The people at the Tchefuncte site fished in the nearby bayou and coastal marsh. They also went to higher ground inland to hunt animals like deer and to gather foods from the woodlands.


     The archaeologists’ techniques in the 1930s and 1940s did not recover many animal bones. They did not screen the dirt and did not find many small items. Most of the bones they did collect were large and easy to see while they were digging. Small bones, like those from fish, were easy to miss. A small project at the site in 1986 used screens to find small bones, like those from fish. Recent study of these bones gave a good understanding of the diet of the people at the site.



(Above) The people at Tchefuncte had lots of dietary options because they lived so close to different ecological zones. (Right) Artist's interpretation of American Indians fishing. Painting by Jack McLehany, courtesy of Guaranty Corporation.

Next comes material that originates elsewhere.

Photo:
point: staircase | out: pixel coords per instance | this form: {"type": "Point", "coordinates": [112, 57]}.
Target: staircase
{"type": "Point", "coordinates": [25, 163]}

     People caught many kinds of fish, but especially catfish and gar. Most of these came from the bayou, and only a few species were from Lake Pontchartrain. The Tchefuncte people ate a wide variety of animals, including bear, muskrat, opossum, raccoon, alligator, duck and turtle. However, deer was the preferred meat source. In addition to the meat, deer were valuable because the bones were used for tools. The people at the site surely ate plants as well, but researchers did not find any traces of them.